The AI harness—surrounding infrastructure, integrations, memory management—often matters more than the underlying model. The same model can score 78% with one harness and 42% with another.
Source: Kapoor (CORE-Bench/HAL); Baitch, The Model vs. the Harness.
Collaboration model: AI has access to local machine, manages state via structured artifacts, focuses on incrementalism.
Harness > model: Models converge; harnesses determine effectiveness.
Inverted U-shaped performance: Agent performance is often worst at extremes (rare domains, clinical extremes, adversarial inputs). Adequate on common cases; failures at edges. Validate agent behavior at extremes before relying on it for high-stakes decisions.
Identify but advise wrong: Models can correctly identify risk in their reasoning but still advise the wrong action (e.g., triage to "wait" instead of emergency).
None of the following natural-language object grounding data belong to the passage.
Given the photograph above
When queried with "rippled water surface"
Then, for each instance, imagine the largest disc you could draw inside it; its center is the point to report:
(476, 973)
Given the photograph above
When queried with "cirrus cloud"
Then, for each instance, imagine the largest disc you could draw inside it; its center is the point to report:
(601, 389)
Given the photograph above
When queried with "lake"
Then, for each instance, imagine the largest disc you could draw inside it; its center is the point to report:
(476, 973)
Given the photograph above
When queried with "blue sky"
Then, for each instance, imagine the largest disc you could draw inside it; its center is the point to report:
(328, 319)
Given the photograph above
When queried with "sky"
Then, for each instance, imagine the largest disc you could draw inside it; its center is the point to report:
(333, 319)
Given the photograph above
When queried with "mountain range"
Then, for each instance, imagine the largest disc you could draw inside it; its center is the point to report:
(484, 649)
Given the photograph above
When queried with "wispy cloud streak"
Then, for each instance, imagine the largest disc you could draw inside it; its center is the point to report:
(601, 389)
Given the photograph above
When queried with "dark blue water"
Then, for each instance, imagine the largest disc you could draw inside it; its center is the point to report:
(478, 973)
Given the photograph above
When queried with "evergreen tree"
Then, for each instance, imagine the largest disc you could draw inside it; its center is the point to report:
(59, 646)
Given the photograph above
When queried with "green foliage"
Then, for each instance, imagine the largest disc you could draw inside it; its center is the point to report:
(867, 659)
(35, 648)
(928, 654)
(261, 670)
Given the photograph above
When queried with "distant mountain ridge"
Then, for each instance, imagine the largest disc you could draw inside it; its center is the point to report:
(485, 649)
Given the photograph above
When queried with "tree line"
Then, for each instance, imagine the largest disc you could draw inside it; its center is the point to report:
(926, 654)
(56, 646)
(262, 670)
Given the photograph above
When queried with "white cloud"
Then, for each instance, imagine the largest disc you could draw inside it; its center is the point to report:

Human gates required for high-stakes outputs.
| Component | Role |
|---|---|
| Rules | Operating principles, tool limits, skill routing |
| Skills | Per-task instructions; JIT-loaded |
| state/ | Institutional memory: handoff, decision-log, known-issues, preferences |
| Handoff | "Document then continue" — Done/Next, archive, continue prompt |
| MCP | Model Context Protocol servers for tools and resources |
Multi-agent sims, prompt-eval harnesses, and benchmark runners do not live in OpenHarness core. They belong in implementation repos (research notes, optional automation, MCP wrappers) per DELINEATION.md. The harness still points to them so operators know where runbooks and provenance live.
Examples (sibling-repo layout; adjust paths if your clone differs):
| Topic | Canonical write-up |
|---|---|
| DECIDE-SIM stack placement (OpenGrimoire vs research vs local-proto) | portfolio-harness brainstorm |
| Paper note + meditation backlog | software research note |
| Promptfoo vs DECIDE-SIM (gap analysis) | promptfoo_vs_DECIDE_SIM_gap_analysis.md |
Convention: Consume summaries + hashes + SCP on excerpts—not raw API dumps in core docs. Optional operator UI (e.g. OpenGrimoire) reads pre-computed JSON only; execution stays outside the Next app—see OPENGRIMOIRE_SYSTEMS_INVENTORY.md in a sibling portfolio-harness checkout.
Load order (new session):
- intent_surface.md (if exists)
- session_brief.md (if exists)
- handoff_latest.md
- preferences.md
- rejection_log.md (if proposing similar work)
- decision-log.md (if exists)
- known-issues.md (if exists)
- daily/YYYY-MM-DD.md (optional)
- For async / multi-session work: ASYNC_HITL_SCOPE.md and
state/async_tasks.yamlafter handoff whenlatency_tolerance: async_okor parallel sessions are possible.
See SESSION_BOOTSTRAP.md for the same sequence with links. See OPENHARNESS_CONTEXT_MAP.md for checklist → path mapping.
After large changes to .cursor/skills/ (new folders, major SKILL.md edits), run python scripts/verify_skills_readme.py and optionally an agent-native audit (.cursor/commands/agent-native-audit.md) so discovery and parity docs stay aligned.
This harness is Cursor-centric. Portable: state schema, handoff format, plan structure. Cursor-specific: .cursorrules, role-routing, MCP config.
OpenHarness is intended as a public reference: patterns and synthetic examples, not real operator handoffs or internal state. Keep real handoff_*, daily/, and credential-backed workflows in private repos. See PUBLIC_AND_PRIVATE_HARNESS.md and examples/HANDOFF_EXAMPLE_SYNTHETIC.md.